A Puzzling Case Of Hip Pain In A Soccer Player - Page #1
 

Author: Elizabeth McBee
Co Author #1: Bradley McCrady DO
Co Author #2: Bradley McCrady DO
Co Author #3: Bradley McCrady DO
Editor: Heather Rainey, MD
Senior Editor: Kristine Karlson, MD
Editor: Heather Rainey, MD
Senior Editor: Kristine Karlson MD

Patient Presentation:
A previously healthy 19-year old Division 1 female soccer player presented with intermittent stabbing right hip pain and low back pain for the past three years. The pain was localized to the right anterior and lateral hip, along the rectus femoris tendon, TFL, and gluteus medius. She denied any inciting event or trauma. The patient indicated her pain was worse after exercise, specifically after running and extending her leg to kick. She reported taking Ibuprofen 400 mg p.o. daily for pain, which helped mildly. She denied numbness, tingling, weakness, popping, locking, or clicking in her hip. She had completed several rounds of physical therapy over the past three years, which helped some, but did not completely alleviate her pain.

History:
Past medical history is significant for mild intermittent asthma and seasonal allergies. Her medications include Zyrtec and Albuterol inhaler as needed. She had no previous surgical history and no prior fractures. Social history reveals the patient is sexually active with one partner, has never smoked, exercises frequently, and has no recent travel outside of the country.

Physical Exam:
Physical exam revealed right hip tenderness to palpation along the anterior inferior iliac spine and rectus femoris tendon, along the tensor fascia lata up to the anterior superior iliac spine, and down the iliotibial band.
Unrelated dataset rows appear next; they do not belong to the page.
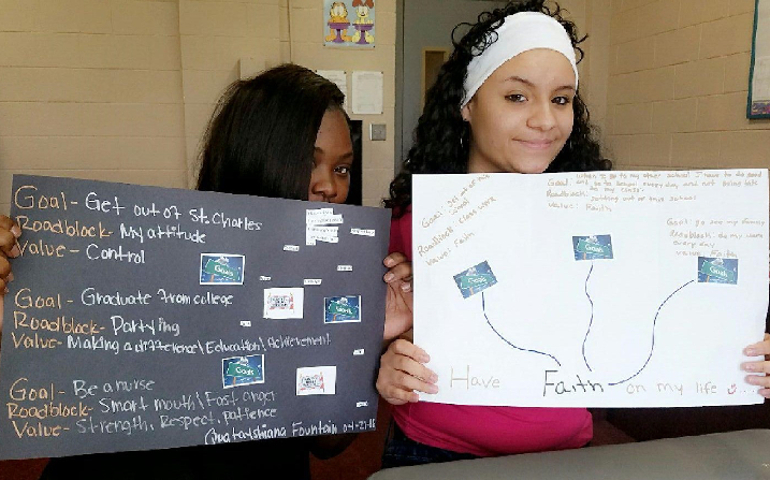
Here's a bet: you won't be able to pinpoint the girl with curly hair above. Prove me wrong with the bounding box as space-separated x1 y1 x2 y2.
377 0 770 468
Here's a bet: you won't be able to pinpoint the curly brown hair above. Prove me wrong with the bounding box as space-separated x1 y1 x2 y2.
385 0 612 216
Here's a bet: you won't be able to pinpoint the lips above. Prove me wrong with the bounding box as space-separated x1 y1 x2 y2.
519 140 554 150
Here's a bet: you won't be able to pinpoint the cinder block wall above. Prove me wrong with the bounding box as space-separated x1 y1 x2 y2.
0 0 186 213
0 0 396 213
604 0 770 169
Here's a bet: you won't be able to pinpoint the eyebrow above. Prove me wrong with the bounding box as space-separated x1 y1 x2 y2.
313 147 354 160
504 75 575 91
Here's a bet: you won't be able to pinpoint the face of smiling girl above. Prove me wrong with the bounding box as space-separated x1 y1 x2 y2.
308 109 353 203
462 48 575 173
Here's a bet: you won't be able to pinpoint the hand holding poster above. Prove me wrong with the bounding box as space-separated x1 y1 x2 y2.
0 176 389 459
412 170 768 407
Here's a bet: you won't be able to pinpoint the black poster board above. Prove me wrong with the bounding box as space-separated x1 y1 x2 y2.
0 175 390 459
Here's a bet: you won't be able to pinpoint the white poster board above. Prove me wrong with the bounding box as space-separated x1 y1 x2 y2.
413 170 768 407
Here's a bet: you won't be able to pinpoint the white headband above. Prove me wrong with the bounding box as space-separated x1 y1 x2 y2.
460 12 578 108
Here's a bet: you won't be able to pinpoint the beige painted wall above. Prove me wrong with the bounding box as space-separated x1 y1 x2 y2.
0 0 186 213
0 0 396 213
592 0 770 169
0 0 770 212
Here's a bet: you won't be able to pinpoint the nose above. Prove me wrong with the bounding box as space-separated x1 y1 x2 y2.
527 101 556 130
308 168 337 202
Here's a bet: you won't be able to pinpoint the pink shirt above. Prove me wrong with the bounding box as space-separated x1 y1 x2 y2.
390 208 593 457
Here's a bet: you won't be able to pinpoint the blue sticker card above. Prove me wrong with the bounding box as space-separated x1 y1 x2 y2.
222 354 265 388
572 235 612 260
698 257 738 285
200 253 246 285
453 260 497 298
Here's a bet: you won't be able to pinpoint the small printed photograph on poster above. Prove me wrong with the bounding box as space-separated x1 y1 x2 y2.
323 0 377 48
746 0 770 118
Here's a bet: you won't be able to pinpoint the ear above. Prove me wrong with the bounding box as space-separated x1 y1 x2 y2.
460 99 473 122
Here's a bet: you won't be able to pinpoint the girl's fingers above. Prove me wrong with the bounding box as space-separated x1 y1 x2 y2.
388 338 430 363
382 252 407 268
382 262 412 283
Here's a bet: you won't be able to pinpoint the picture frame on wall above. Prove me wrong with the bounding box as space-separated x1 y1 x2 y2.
323 0 377 48
746 0 770 118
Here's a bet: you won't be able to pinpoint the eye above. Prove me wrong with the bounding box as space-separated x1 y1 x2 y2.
505 93 527 103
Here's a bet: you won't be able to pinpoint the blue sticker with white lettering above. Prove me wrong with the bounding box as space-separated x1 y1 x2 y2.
572 235 612 260
698 257 738 285
453 260 497 298
222 354 265 388
200 253 246 285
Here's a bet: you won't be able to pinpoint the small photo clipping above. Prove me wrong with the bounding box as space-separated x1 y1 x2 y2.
324 295 361 323
297 366 337 395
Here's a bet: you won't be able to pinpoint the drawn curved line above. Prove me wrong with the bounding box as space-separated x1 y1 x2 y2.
607 280 695 385
481 292 561 367
583 262 594 372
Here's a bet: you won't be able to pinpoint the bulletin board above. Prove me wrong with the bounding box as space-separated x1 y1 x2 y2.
746 0 770 118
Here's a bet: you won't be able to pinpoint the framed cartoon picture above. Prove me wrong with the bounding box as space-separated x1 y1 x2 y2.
323 0 376 48
746 0 770 118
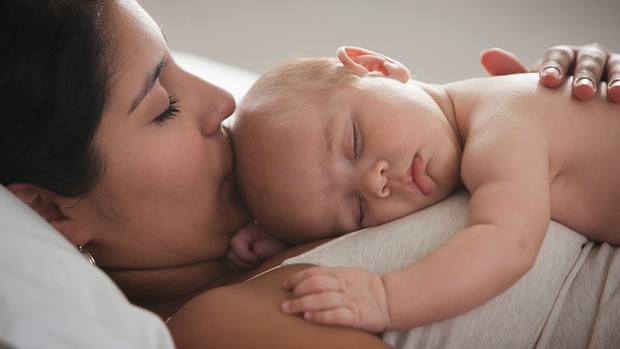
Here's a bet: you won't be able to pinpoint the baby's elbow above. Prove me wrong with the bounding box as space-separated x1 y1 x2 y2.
513 231 541 277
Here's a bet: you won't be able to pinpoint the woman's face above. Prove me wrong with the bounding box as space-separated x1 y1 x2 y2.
68 0 250 269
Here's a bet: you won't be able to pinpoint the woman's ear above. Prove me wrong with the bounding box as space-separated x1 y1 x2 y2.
337 46 411 83
7 183 91 246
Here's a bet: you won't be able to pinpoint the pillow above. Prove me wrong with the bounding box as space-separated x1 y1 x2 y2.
0 52 257 348
0 186 174 348
283 191 608 348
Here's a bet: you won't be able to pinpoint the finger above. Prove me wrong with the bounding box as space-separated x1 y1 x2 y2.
282 292 347 315
538 45 575 87
304 307 356 327
293 275 342 297
607 53 620 103
480 47 530 76
573 45 608 100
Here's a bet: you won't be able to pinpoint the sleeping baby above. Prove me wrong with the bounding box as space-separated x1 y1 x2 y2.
231 47 620 332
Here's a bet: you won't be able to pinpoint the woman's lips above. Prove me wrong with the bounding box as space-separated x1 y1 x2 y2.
411 154 431 195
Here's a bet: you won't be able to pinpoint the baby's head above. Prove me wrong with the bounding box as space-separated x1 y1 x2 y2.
231 48 458 243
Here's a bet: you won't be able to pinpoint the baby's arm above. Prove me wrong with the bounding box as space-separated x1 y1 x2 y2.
226 223 286 270
283 110 549 332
Exam revealed a single gluteus medius tender point in the superior iliac ridge. She had full active range of motion through the hip with pain at maximal flexion of 120 degrees. She had pain with resisted internal rotation, abduction, and adduction. Patient had a positive Nobel and Obers tests. She also had a positive scour test, however the pain was more localized over the origin of the rectus femoris, rather than through the acetabulum and labrum. No visible ecchymosis is noted on inspection. Strength is 5/5 in all planes of motion, sensation is overtly intact, and deep tendon reflexes were 2/4 bilaterally.